Monday, Feb. 25, 1957

Shifting Opinion

Aboard President Eisenhower's personal Constellation Columbine, Saudi Arabia's brown-robed King Saud began his journey back to the Middle East. Moslem monarch of the hour, he bore all the prestige of the ruler of Islam's heartland and of the world's richest oil lands, reinforced by a resplendent reception in Washington. After regal stops in Spain and North Africa, he wall head toward Nasser's Cairo. There the two leaders of the Arab world will meet--with their allies President Kuwatly of Syria and King Hussein of Jordan--to hear of Saud's magic-carpet travels.
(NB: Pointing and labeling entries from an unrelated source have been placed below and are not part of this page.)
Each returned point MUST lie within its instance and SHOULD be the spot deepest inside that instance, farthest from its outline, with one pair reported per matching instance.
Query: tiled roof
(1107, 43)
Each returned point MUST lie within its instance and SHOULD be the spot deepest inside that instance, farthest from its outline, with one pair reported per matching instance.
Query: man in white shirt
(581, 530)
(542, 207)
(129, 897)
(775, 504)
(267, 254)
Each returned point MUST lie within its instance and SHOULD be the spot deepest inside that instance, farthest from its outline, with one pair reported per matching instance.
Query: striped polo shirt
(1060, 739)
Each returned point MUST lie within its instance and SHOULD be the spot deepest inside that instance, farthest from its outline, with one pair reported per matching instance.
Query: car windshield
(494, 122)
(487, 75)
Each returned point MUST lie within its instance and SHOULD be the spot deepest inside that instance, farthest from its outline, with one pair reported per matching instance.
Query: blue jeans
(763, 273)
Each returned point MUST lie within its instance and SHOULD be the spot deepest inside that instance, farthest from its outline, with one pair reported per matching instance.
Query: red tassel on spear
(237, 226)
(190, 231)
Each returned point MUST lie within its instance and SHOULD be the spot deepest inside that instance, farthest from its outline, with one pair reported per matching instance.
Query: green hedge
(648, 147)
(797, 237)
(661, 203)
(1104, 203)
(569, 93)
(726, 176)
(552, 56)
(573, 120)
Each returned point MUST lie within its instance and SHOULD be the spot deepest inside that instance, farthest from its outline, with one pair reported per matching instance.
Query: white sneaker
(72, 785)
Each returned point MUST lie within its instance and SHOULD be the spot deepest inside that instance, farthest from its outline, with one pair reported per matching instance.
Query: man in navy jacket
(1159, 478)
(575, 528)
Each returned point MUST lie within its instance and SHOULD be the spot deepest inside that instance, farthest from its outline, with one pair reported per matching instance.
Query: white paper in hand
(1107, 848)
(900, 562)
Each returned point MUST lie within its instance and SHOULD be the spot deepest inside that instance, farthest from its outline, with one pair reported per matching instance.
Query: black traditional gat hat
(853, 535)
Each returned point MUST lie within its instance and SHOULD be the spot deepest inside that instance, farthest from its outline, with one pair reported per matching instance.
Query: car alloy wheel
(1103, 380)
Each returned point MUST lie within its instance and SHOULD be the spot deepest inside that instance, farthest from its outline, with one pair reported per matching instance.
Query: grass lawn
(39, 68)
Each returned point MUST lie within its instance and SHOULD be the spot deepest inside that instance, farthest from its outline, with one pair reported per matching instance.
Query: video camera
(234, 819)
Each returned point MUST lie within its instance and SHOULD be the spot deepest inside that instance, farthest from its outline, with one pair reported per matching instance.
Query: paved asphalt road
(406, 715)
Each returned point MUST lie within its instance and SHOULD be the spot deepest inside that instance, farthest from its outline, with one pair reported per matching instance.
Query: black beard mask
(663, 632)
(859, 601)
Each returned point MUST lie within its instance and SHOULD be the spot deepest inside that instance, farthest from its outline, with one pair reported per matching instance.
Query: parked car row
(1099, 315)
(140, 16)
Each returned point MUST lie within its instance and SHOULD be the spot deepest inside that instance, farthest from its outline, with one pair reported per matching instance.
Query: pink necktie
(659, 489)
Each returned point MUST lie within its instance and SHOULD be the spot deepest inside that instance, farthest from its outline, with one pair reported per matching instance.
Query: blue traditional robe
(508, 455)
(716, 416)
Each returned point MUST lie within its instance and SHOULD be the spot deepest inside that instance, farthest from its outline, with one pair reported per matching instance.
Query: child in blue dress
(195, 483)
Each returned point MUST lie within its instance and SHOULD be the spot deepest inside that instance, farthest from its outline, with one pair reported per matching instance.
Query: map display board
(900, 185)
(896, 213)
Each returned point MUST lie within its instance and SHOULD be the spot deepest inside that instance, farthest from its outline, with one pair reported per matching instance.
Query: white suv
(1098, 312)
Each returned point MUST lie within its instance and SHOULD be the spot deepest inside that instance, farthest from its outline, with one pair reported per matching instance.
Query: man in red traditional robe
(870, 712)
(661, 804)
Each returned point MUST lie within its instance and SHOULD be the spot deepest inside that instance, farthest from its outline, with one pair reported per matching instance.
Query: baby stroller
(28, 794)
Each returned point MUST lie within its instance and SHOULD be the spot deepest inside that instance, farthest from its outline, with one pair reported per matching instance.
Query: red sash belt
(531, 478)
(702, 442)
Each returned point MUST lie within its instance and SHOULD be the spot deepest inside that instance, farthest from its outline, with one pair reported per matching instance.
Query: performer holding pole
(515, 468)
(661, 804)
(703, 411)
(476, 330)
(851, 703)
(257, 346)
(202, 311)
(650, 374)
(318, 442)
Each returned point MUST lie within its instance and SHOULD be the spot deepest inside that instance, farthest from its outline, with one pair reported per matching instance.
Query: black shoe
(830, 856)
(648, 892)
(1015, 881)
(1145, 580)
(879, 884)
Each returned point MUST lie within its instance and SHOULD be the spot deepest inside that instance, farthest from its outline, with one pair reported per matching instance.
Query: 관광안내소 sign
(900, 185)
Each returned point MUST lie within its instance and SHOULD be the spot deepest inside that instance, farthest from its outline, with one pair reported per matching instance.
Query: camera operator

In the four weeks since Saud and Nasser last met, there has been a perceptible shifting of opinion in the Arab world. Most of it is away from Nasser. The sophisticated among Arab politicians now see that, despite his victory claims, Nasser took a humiliating beating in Sinai. Furthermore, Arab business communities are increasingly upset by Nasser's disruption of the oil industry, are aware that he was imperiling all of their economies by his dealings with Russia, and fear that he may still be at it. Significantly, Arab leaders are trending away from Nasser on their own initiative. In the process, King Saud's trip may well have been a turning point.

Evil Designs. Saud himself had hedged carefully, but Beirut's Nahar concluded categorically: "King Saud has chosen America," and quoted Saud as having told Lebanon's Foreign Minister Charles Malik in Washington: "I am convinced that the future of the Arab world must be founded on its friendship with America."

Lebanon, after experimenting with an ultranationalist regime last year, has installed a solidly pro-U.S. government that shows signs of being the most stable in years, and has accepted a small delivery of U.S. arms. It stayed out of the Baghdad Pact, but has given support to the Eisenhower Doctrine.

In Jordan, that wide space in the desert which has little reason for nationhood, the noisily Nationalist government has been losing steam. Young (21) King Hussein a fortnight ago wrote Premier Suleiman Nabulsi bluntly: "We now detect the danger of Communist infiltration in our Arab homeland, and the threat posed by those who feign loyalty to Arab nationalism, indulge in hullabaloo, prevarications, falsehood and heroics, thereby seeking to conceal their evil designs against Arab nationalism and the fact that they cooperate with our enemies in misleading the masses and exploiting the people."

So well did Hussein's blast suit the capital's changing mood that when Jordanian crowds took to the streets last week to celebrate the agreement ending Jordan's long alliance with Britain, they shouted praise for Hussein rather than for the Nationalist ministers who negotiated it.

Bickering on the Left. With Jordan wavering and Saudi Arabia slipping toward the U.S., the isolation that Nasser has long dreaded is almost a reality. The Arab leaders to the west of him--in Libya and French North Africa--have their fill of his intrigues in their lands. There are even signs of a split between Syria and Egypt: the Syrians, who are now even more under Soviet influence than is Nasser, are needling Nasser for not denouncing the Eisenhower Doctrine as fast and as flatly as they did. There is bad blood between Cairo and Damascus over Syria's claim for compensation for the 20 Syrian-owned MIG jets that were brought to Egypt for the training of their Syrian pilots, then destroyed on the ground when the British and French invaded last fall.

Against these signs of deepening divisions, Nasser still has enormous favor among Arab masses. Leaving Washington, King Saud pointedly praised Nasser as an Arab leader "who defends his country and all other Arab countries against aggression"--and so do other prudent rulers within range of Cairo radio's inflammatory shouts. But with the single exception of Syria, they have no wish to follow him. toward Soviet embroilment and bankruptcy.

In Madrid, King Saud met Morocco's Sultan Mohammed V, the first get-together between the guardian of the Prophet's tomb and the spiritual leader of the Maghreb, as Mohammedans call their North African "West." The Spanish, who like to consider themselves a "bridge" between Christian West and Islamic East, persuaded the Sultan to stop by Madrid while Saud was in town. Even this get-together boded no good for Nasser, because the Sultan is pro-West and anxious to put together a Maghreb federation in North Africa that would include Morocco. Tunisia, Algeria and Libya, but not Egypt.